Re: Best practice for preprocessing feature with DataFrame

Posted by Stuart White <st...@gmail.com>.

import org.apache.spark.sql.functions._

val rows = Seq(("90s", 1), ("80s", 2), ("80s", 3)).toDF("age", "gender")
rows.show

+---+------+
|age|gender|
+---+------+
|90s|     1|
|80s|     2|
|80s|     3|
+---+------+

val modifiedRows
  .select(
    substring('age, 0, 2) as "age",
    when('gender === 1, "male").otherwise(when('gender === 2,
"female").otherwise("unknown")) as "gender"
  )
modifiedRows.show

+---+-------+
|age| gender|
+---+-------+
| 90|   male|
| 80| female|
| 80|unknown|
+---+-------+

On Thu, Nov 17, 2016 at 3:37 AM, 颜发才(Yan Facai) <ya...@gmail.com> wrote:
> Could you give me an example, how to use Column function?
> Thanks very much.
>
> On Thu, Nov 17, 2016 at 12:23 PM, Divya Gehlot <di...@gmail.com>
> wrote:
>>
>> Hi,
>>
>> You can use the Column functions provided by Spark API
>>
>>
>> https://spark.apache.org/docs/1.6.2/api/java/org/apache/spark/sql/functions.html
>>
>> Hope this helps .
>>
>> Thanks,
>> Divya
>>
>>
>> On 17 November 2016 at 12:08, 颜发才(Yan Facai) <ya...@gmail.com> wrote:
>>>
>>> Hi,
>>> I have a sample, like:
>>> +---+------+--------------------+
>>> |age|gender|             city_id|
>>> +---+------+--------------------+
>>> |   |     1|1042015:city_2044...|
>>> |90s|     2|1042015:city_2035...|
>>> |80s|     2|1042015:city_2061...|
>>> +---+------+--------------------+
>>>
>>> and expectation is:
>>> "age":  90s -> 90, 80s -> 80
>>> "gender": 1 -> "male", 2 -> "female"
>>>
>>> I have two solutions:
>>> 1. Handle each column separately,  and then join all by index.
>>>     val age = input.select("age").map(...)
>>>     val gender = input.select("gender").map(...)
>>>     val result = ...
>>>
>>> 2. Write utf function for each column, and then use in together:
>>>      val result = input.select(ageUDF($"age"), genderUDF($"gender"))
>>>
>>> However, both are awkward,
>>>
>>> Does anyone have a better work flow?
>>> Write some custom Transforms and use pipeline?
>>>
>>> Thanks.
>>>
>>>
>>>
>>
>

---------------------------------------------------------------------
To unsubscribe e-mail: user-unsubscribe@spark.apache.org

Re: Best practice for preprocessing feature with DataFrame

Posted by "颜发才 (Yan Facai)" <ya...@gmail.com>.
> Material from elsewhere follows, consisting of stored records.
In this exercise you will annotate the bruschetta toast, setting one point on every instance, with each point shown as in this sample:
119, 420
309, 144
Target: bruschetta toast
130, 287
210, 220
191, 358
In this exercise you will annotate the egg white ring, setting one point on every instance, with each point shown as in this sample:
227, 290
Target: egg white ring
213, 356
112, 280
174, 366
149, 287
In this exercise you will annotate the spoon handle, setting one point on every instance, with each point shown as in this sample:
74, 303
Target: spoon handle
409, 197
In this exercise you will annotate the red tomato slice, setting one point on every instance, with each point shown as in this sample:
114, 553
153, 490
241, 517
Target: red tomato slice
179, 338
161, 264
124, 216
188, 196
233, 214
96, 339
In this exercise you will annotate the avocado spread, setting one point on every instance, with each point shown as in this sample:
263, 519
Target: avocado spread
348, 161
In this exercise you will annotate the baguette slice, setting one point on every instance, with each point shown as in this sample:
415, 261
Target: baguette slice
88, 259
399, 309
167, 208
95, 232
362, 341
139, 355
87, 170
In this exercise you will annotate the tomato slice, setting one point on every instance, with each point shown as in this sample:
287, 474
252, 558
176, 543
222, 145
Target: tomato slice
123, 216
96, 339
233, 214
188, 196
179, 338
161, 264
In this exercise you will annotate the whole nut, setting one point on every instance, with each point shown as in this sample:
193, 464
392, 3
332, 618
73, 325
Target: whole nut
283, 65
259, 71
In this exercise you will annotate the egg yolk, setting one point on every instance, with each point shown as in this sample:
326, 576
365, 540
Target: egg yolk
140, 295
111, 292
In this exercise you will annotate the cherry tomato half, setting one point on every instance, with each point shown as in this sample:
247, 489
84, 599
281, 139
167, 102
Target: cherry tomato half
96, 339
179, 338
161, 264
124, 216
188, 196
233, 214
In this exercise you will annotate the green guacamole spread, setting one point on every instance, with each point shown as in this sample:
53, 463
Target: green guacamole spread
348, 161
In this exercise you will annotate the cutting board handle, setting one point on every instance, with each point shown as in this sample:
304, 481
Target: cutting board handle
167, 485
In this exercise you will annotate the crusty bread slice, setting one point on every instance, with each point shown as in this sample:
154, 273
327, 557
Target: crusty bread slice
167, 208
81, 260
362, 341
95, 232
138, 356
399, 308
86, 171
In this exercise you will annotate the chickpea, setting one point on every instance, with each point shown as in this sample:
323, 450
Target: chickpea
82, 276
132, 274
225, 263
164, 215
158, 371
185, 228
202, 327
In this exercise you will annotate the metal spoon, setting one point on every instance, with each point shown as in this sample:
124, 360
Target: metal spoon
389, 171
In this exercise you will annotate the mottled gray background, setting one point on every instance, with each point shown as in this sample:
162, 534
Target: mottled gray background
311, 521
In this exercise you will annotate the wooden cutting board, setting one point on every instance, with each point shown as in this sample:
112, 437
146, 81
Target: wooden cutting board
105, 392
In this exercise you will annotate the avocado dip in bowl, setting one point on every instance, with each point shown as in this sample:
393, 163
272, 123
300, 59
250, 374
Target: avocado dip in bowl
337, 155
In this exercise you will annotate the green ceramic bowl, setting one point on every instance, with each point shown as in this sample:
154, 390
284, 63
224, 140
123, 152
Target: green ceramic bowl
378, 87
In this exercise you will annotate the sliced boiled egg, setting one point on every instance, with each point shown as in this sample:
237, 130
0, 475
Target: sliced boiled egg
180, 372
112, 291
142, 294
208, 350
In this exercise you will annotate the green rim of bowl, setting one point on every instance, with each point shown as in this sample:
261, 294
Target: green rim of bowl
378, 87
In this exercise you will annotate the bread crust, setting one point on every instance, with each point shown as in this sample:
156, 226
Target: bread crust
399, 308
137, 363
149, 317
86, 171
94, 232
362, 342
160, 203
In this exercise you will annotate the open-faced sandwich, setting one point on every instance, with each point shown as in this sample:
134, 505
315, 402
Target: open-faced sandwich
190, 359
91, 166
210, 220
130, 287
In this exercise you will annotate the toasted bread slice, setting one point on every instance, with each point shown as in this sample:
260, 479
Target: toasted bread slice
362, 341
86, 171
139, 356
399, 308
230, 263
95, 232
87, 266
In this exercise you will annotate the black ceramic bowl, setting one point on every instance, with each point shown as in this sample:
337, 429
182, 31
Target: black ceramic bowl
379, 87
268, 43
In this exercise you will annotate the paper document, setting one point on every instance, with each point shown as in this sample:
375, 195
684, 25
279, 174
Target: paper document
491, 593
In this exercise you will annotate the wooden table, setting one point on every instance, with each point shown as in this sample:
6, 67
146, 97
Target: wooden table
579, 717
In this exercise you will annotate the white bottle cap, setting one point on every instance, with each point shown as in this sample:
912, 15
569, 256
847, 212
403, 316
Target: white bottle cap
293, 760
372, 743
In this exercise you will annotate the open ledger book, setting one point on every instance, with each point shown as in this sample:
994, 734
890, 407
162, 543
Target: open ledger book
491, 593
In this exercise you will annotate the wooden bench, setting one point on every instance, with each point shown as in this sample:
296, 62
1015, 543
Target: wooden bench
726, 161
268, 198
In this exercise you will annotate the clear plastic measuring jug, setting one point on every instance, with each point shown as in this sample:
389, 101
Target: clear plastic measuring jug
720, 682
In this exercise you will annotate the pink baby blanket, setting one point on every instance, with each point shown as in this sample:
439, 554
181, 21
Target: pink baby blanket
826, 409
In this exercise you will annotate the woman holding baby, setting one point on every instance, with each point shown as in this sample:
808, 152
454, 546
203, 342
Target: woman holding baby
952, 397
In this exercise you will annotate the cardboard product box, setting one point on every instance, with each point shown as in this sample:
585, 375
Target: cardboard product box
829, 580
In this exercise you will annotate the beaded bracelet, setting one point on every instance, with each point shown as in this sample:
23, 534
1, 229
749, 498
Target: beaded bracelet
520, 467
Could you give me an example, how to use Column function?
Thanks very much.

On Thu, Nov 17, 2016 at 12:23 PM, Divya Gehlot <di...@gmail.com>
wrote:

> Hi,
>
> You can use the Column functions provided by Spark API
>
> https://spark.apache.org/docs/1.6.2/api/java/org/apache/
> spark/sql/functions.html
>
> Hope this helps .
>
> Thanks,
> Divya
>
>
> On 17 November 2016 at 12:08, 颜发才(Yan Facai) <ya...@gmail.com> wrote:
>
>> Hi,
>> I have a sample, like:
>> +---+------+--------------------+
>> |age|gender|             city_id|
>> +---+------+--------------------+
>> |   |     1|1042015:city_2044...|
>> |90s|     2|1042015:city_2035...|
>> |80s|     2|1042015:city_2061...|
>> +---+------+--------------------+
>>
>> and expectation is:
>> "age":  90s -> 90, 80s -> 80
>> "gender": 1 -> "male", 2 -> "female"
>>
>> I have two solutions:
>> 1. Handle each column separately,  and then join all by index.
>>     val age = input.select("age").map(...)
>>     val gender = input.select("gender").map(...)
>>     val result = ...
>>
>> 2. Write utf function for each column, and then use in together:
>>      val result = input.select(ageUDF($"age"), genderUDF($"gender"))
>>
>> However, both are awkward,
>>
>> Does anyone have a better work flow?
>> Write some custom Transforms and use pipeline?
>>
>> Thanks.
>>
>>
>>
>>
>

Re: Best practice for preprocessing feature with DataFrame

Posted by Divya Gehlot <di...@gmail.com>.

Hi,

You can use the Column functions provided by Spark API

https://spark.apache.org/docs/1.6.2/api/java/org/apache/spark/sql/functions.html

Hope this helps .

Thanks,
Divya


On 17 November 2016 at 12:08, 颜发才(Yan Facai) <ya...@gmail.com> wrote:

> Hi,
> I have a sample, like:
> +---+------+--------------------+
> |age|gender|             city_id|
> +---+------+--------------------+
> |   |     1|1042015:city_2044...|
> |90s|     2|1042015:city_2035...|
> |80s|     2|1042015:city_2061...|
> +---+------+--------------------+
>
> and expectation is:
> "age":  90s -> 90, 80s -> 80
> "gender": 1 -> "male", 2 -> "female"
>
> I have two solutions:
> 1. Handle each column separately,  and then join all by index.
>     val age = input.select("age").map(...)
>     val gender = input.select("gender").map(...)
>     val result = ...
>
> 2. Write utf function for each column, and then use in together:
>      val result = input.select(ageUDF($"age"), genderUDF($"gender"))
>
> However, both are awkward,
>
> Does anyone have a better work flow?
> Write some custom Transforms and use pipeline?
>
> Thanks.
>
>
>
>